Hello mayors! We’ve noticed there have been a lot of questions about how public transit works under the hood, so today I’m going to lift that hood.
Let’s look at a city with a simple streetcar loop going through it. There are a few stops and a depot, and some cars are going from stop to stop, picking people up and dropping them off.
Now let’s look at the pathing data for the “pick up” destination. This destination becomes available to the streetcars when Sims are waiting to be picked up at a stop.
The numbers with “<- X ->” represent how many people are waiting at stops on that particular road segment, while the other numbers represent the distance to the destination minus the number of people waiting.
Going clockwise and starting from the top left, you can see there are 10 people waiting, then 15, then 5, then 1, then 48, then 21.
When a streetcar leaves the depot, it’s going to make a left turn, as there’s less “work” to get to the 21 people who need to be picked up, since the stop is very close and the 48 people who are waiting on the right are too far comparatively.
If there was a situation where 300 people were waiting at the first stop to the right of the depot, and only one was waiting on the left, then the streetcars would make a right turn as they exit every time until everyone in the crowded stop is picked up. Then the next streetcar would make a left turn to pick up that one person.
There are a couple of obvious issues with this approach though:
- If there are 300 Sims waiting for the streetcar on the other side of the loop for example, they may have to wait a long time for the vehicles to make their way. To remedy this problem, we’re looking into make crowded stops “high priority pick-up” destinations that transit vehicles will go to first.

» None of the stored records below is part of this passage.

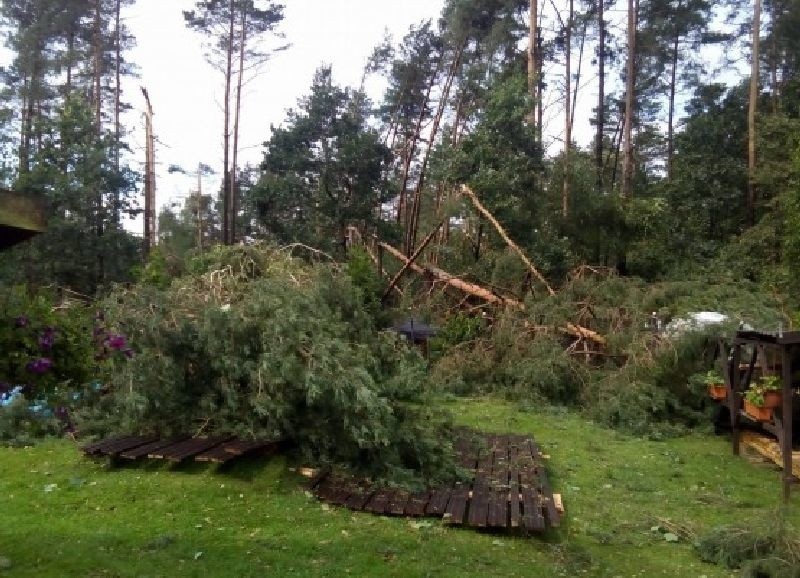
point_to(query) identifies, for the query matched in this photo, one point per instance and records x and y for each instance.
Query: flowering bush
(258, 344)
(47, 356)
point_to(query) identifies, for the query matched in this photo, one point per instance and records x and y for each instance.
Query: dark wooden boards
(508, 489)
(178, 448)
(231, 450)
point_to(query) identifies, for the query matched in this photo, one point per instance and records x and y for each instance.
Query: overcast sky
(186, 92)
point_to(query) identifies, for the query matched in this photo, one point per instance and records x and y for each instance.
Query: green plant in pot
(762, 397)
(715, 384)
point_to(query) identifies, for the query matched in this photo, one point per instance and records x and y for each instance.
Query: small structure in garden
(508, 489)
(774, 357)
(21, 217)
(417, 332)
(176, 449)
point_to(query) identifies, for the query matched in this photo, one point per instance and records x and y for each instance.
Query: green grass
(255, 519)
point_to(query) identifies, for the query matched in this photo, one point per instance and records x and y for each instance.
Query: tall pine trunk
(533, 77)
(567, 112)
(413, 220)
(237, 112)
(117, 104)
(411, 146)
(671, 113)
(226, 134)
(98, 111)
(751, 117)
(601, 96)
(98, 65)
(630, 88)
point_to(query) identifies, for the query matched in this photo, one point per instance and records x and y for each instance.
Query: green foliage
(768, 551)
(256, 343)
(644, 382)
(362, 273)
(33, 329)
(19, 426)
(712, 377)
(155, 271)
(74, 171)
(766, 383)
(323, 171)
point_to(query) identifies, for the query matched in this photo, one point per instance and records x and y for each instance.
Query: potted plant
(763, 397)
(715, 384)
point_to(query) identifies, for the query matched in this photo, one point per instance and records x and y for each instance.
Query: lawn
(64, 515)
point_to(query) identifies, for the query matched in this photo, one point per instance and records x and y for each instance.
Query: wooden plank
(341, 493)
(456, 506)
(92, 448)
(113, 450)
(145, 450)
(514, 497)
(532, 518)
(235, 449)
(553, 516)
(378, 502)
(416, 504)
(479, 507)
(397, 503)
(189, 448)
(498, 509)
(358, 499)
(437, 504)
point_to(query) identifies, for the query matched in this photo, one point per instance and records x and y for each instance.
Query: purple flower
(47, 339)
(117, 342)
(39, 366)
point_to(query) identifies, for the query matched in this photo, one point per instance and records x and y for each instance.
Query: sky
(186, 92)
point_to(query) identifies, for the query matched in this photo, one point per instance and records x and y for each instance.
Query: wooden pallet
(176, 449)
(508, 489)
(768, 448)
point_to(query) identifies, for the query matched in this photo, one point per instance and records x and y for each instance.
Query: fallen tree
(483, 293)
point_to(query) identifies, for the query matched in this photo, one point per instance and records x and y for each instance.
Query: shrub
(48, 354)
(643, 382)
(258, 344)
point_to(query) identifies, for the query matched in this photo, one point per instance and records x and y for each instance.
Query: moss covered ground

- Another problem is that, well, all the vehicles that are in the same area and want to go to the same destination type will all follow the same path, resulting in clumping and general traffic problems. We’re looking into various ways to improve the situation so traffic will spread out better.

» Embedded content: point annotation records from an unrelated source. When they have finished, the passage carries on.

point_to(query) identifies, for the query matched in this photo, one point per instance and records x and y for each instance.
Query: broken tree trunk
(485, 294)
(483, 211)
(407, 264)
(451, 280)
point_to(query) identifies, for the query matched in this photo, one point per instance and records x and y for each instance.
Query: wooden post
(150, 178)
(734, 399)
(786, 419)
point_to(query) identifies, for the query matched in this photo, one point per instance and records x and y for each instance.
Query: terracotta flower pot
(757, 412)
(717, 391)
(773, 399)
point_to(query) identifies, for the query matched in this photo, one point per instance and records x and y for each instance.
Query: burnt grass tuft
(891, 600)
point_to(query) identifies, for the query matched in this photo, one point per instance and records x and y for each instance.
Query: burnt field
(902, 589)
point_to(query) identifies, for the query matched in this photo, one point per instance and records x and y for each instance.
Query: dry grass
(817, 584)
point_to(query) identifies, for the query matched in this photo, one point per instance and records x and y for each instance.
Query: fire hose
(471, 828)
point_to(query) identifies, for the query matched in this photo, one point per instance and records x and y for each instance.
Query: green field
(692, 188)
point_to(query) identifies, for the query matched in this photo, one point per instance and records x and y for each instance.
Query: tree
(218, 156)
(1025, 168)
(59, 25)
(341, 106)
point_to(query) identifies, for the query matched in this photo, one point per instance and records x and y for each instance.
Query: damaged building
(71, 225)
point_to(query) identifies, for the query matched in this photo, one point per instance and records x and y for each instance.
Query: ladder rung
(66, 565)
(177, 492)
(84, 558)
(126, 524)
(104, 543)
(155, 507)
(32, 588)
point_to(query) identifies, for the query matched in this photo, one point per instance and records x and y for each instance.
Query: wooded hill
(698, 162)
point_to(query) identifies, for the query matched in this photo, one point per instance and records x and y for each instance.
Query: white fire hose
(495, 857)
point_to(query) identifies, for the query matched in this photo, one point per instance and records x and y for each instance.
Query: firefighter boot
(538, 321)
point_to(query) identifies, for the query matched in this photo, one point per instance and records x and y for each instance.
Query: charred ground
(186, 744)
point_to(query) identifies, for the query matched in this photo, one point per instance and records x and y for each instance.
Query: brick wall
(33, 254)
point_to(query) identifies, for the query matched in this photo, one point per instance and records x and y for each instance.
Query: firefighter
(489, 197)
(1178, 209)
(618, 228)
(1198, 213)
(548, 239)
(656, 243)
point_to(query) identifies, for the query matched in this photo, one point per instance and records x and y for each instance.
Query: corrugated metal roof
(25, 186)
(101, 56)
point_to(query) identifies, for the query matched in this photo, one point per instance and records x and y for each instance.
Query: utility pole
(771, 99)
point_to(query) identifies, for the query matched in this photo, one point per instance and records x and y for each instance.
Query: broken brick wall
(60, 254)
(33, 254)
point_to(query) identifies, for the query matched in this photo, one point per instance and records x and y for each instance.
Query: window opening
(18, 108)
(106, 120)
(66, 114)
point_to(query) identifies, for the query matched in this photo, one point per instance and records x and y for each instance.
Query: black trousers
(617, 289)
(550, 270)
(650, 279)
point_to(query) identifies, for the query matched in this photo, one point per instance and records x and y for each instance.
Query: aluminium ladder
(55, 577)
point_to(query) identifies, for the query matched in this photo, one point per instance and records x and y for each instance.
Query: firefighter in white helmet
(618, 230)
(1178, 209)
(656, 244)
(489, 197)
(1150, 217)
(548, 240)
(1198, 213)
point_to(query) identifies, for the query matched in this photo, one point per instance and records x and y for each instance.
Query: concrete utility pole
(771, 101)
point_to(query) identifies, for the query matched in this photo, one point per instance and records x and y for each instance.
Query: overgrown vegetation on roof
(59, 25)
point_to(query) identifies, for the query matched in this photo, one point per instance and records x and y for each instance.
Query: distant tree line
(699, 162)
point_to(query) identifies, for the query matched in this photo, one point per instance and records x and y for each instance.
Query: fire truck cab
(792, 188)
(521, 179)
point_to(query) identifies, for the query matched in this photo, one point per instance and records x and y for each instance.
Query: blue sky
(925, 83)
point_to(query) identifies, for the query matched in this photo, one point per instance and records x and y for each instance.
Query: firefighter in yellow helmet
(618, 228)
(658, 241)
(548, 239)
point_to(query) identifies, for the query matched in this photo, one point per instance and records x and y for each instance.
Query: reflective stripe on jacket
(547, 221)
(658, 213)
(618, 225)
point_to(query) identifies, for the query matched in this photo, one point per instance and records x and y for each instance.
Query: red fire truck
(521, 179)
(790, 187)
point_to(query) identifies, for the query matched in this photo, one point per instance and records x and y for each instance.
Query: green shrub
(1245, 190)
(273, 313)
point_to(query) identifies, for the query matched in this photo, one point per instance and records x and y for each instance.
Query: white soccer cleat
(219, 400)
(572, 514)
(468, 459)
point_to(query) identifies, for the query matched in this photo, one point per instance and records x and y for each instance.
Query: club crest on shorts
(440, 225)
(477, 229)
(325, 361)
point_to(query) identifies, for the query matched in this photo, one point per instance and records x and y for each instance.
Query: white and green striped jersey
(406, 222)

You can also see that the data regarding streetcar destinations is only populated on the avenue with streetcar tracks. Regular roads are not part of the calculation (it says “inf” for “infinite” in the picture.)
Now let’s talk about what happens when a streetcar makes a stop. First, we try to drop off as many people as possible, based on the type of destinations located near the stop (like workplaces, shopping, home, school, etc). Then we pick up people based on what types of destination are available near other streetcar stops. Finally, we decide where the streetcar should go next.
If there is still room in the streetcar, then there’s a 75 percent chance we’ll send it to pick up more passengers. That said, if there’s nobody needing to be picked up at any stop on the line, we’ll make the streetcar drop off passengers at the first “DropOffAtX” destination, based on where the passengers want to go.
And then if that destination is not available, we’ll make the streetcar go back to the garage. (Streetcars do not use the “Trade Pick Up” destination, that’s only for buses, ferries & other vehicles that can go to other cities to pick up commuters and tourists.)
In 25% of the cases if there’s still room in the streetcar, as opposed to 100% of the time if it’s full, we’ll send the vehicle straight to a “drop off” destination.
Finally, if the streetcar is empty, there’s a 25% chance that it will go to the closest next stop on the line, and a 75% chance it will attempt to pick up passengers. And if all the stops have been visited recently, or there is nobody waiting to be picked up, then it will go back to the depot.